Did Tivo every get any of the 4k bits working? Plex, Amazon and Vudo do not. There is no 4k broadcast or CATV content. Oh, I think they got Netflix 4k working. That is about 8 titles.....


----------



## atmuscarella (Oct 11, 2005)

epstewart said:


> Guys, please explain what 4K HDR is ...


A complete answer could be pages long but I will try to keep it short. UHD has 3 main benefits over HD, they are increased resolution (4 or 8K), more visible colors, and high dynamic range or HDR.

The conclusion by reviewers so far is that for typical home setup (TV size & viewing distance) the increased resolution from 1080p to 4K isn't a big deal, the increase visible colors may have some benefits, but HDR has the potential to actually provide a significantly improved viewing experiences.

HDR Specs/standards are still in some flux and many/most 4K TVs made before this year (2016) really can not deliver HDR and/or the complete increase number of colors. Even some of the 2016 4K TVs can not.


----------



## Dan203 (Apr 17, 2000)

jcthorne said:


> Did Tivo every get any of the 4k bits working? Plex, Amazon and Vudo do not. There is no 4k broadcast or CATV content. Oh, I think they got Netflix 4k working. That is about 8 titles.....


I believe the YouTube app also supports 4K.


----------



## aaronwt (Jan 31, 2002)

Dan203 said:


> I believe the YouTube app also supports 4K.


Yes it does.


----------



## lew (Mar 12, 2002)

This has to be one of the worst polls ever. You're assuming color and case shape is a consideration.
Price and hard drive size would be my criteria. I don't see a poll option to indicate color would have no impact on any decision. You're suggesting a curved unit would use a2.5" hard drive. If that's the case I would prefer a the non curved case. Both use then same hard drive and it would be a non issue.


----------



## Dan203 (Apr 17, 2000)

I seriously doubt the Pro unit will have a small curved case like the current Bolt. They might do something weird with the color or the front pannel to make it stand out at retail, but I suspect it will have a more traditional size/shape.


----------



## chicagobrownblue (May 29, 2008)

lew said:


> This has to be one of the worst polls ever. You're assuming *color and case shape* is a consideration.
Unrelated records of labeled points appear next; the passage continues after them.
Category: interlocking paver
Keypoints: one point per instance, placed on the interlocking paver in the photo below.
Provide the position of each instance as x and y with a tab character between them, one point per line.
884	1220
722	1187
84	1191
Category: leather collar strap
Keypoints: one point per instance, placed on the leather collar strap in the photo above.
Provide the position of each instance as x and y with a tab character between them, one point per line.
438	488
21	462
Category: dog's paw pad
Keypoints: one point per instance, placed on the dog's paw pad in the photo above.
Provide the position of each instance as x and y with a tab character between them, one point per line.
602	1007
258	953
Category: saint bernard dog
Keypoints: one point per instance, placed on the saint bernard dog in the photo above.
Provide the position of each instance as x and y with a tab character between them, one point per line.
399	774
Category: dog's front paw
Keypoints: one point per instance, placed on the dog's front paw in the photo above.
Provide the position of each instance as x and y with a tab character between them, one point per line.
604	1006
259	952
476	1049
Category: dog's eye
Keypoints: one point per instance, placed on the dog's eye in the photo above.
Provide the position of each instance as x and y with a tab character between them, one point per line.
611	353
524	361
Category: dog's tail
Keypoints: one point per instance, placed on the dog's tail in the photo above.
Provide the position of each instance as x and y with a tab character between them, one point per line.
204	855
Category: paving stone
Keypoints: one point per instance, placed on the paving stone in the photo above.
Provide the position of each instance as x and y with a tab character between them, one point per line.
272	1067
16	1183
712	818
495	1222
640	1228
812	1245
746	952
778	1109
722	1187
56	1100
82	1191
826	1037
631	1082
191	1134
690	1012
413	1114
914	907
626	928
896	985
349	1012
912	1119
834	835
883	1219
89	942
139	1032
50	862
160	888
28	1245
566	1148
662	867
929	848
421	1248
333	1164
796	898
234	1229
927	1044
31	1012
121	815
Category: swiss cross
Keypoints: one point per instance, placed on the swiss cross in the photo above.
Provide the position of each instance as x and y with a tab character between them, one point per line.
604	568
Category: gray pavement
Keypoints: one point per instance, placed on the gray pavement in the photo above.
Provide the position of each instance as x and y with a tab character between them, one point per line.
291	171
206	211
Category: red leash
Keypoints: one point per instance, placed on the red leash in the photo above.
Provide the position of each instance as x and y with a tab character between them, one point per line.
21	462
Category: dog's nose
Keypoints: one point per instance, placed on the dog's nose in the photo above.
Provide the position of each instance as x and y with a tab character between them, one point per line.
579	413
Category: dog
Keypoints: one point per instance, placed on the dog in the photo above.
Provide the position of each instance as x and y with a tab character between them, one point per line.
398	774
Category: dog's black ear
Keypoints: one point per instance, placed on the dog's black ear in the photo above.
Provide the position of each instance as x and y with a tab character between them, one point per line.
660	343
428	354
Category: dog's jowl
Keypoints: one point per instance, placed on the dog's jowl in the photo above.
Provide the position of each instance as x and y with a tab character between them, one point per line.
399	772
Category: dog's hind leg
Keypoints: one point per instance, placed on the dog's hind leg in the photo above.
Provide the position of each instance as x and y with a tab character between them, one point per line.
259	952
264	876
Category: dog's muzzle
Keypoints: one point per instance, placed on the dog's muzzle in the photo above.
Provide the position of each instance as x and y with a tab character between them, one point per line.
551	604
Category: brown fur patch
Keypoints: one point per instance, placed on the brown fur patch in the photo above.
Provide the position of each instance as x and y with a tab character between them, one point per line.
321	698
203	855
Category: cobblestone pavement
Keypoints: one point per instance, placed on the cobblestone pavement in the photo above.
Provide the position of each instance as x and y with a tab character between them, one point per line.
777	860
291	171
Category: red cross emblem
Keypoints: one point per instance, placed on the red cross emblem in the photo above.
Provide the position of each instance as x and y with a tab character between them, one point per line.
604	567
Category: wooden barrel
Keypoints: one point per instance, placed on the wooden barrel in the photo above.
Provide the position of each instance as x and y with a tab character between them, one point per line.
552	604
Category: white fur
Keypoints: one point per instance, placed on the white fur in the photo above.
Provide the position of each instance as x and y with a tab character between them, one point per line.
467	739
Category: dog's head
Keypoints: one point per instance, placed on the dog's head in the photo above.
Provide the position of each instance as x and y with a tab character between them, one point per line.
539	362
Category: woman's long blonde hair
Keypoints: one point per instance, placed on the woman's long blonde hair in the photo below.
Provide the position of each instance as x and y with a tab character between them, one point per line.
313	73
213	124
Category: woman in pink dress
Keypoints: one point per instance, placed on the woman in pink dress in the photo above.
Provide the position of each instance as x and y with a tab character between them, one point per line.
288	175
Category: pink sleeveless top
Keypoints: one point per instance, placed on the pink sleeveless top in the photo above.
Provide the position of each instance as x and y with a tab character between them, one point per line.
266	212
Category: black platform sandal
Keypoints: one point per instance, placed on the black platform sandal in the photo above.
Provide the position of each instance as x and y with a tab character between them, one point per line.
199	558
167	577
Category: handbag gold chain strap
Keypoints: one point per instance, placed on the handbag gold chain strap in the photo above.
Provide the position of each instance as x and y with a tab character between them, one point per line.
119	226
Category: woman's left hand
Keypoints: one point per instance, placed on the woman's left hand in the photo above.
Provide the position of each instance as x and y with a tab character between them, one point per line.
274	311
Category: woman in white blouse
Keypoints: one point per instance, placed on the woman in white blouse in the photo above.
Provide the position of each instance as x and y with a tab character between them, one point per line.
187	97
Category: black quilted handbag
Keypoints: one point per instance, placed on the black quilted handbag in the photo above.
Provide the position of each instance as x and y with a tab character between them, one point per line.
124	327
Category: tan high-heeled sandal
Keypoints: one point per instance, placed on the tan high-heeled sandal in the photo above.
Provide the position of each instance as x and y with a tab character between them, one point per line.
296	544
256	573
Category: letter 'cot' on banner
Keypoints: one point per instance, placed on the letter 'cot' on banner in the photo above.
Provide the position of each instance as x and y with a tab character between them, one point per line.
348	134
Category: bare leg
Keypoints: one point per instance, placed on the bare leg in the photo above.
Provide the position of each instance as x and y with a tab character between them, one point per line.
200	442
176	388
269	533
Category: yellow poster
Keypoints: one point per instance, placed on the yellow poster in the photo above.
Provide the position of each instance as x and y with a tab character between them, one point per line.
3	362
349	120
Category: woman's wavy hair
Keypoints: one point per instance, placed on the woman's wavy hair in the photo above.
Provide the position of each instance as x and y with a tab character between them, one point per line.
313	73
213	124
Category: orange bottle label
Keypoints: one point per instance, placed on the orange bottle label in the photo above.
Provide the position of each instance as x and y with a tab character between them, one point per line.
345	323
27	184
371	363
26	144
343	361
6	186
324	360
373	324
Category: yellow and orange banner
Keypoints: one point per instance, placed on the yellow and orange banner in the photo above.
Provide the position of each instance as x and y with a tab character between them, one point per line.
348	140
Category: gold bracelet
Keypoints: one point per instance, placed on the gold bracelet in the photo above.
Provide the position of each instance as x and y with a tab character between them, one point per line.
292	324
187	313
Both are keeping me from buying the Bolt. My Roamio basic serves my needs but I would pay for a black, rectangular/stackable Bolt. Maybe someone on Etsy can come out with a rectangular burka for the Bolt


----------



## GoodSpike (Dec 17, 2001)

This topic reminds me of smartphones. Some people actually care what color a smartphone is offered in, or will look at a new rectangular brick of technology that looks pretty much like every other rectangular brick of technology and declare it "ugly."


----------



## lessd (Jan 23, 2005)

lew said:


> This has to be one of the worst polls ever. You're assuming color and case shape is a consideration.
> Price and hard drive size would be my criteria. I don't see a poll option to indicate color would have no impact on any decision. You're suggesting a curved unit would use a2.5" hard drive. If that's the case I would prefer a the non curved case. Both use then same hard drive and it would be a non issue.


OK, make up a better poll if you think that so easy when we know nothing about the Bolt 6 at this time.
For me I would not upgrade if after selling my Roamio on E-Bay and purchasing a new Bolt 6 tuner with All-in, and (if needed) upgrading to a 2Tb drive, the cost to me would more that $400, I could live with white but not any weird shape case.


----------



## PaulNEPats (Aug 11, 2007)

No chance in hell. 

Sent from my Note 5 using Tapatalk


----------



## BRiT wtfdotcom (Dec 17, 2015)

Already have a 6 tuner Roamio with lifetime, so no reason to upgrade to a Bolt. Maybe if there was an 8 tuner DVR that supported ALL the Roku app channels too then I'd consider it if the cost to upgrade was only $150.

As it stands now, absolutely no reason to go Bolt.


----------



## Dan203 (Apr 17, 2000)

BRiT wtfdotcom said:


> Already have a 6 tuner Roamio with lifetime, so no reason to upgrade to a Bolt. Maybe if there was an 8 tuner DVR that supported ALL the Roku app channels too then I'd consider it if the cost to upgrade was only $150.
> 
> As it stands now, absolutely no reason to go Bolt.


Those are some pretty unlikely conditions there.


----------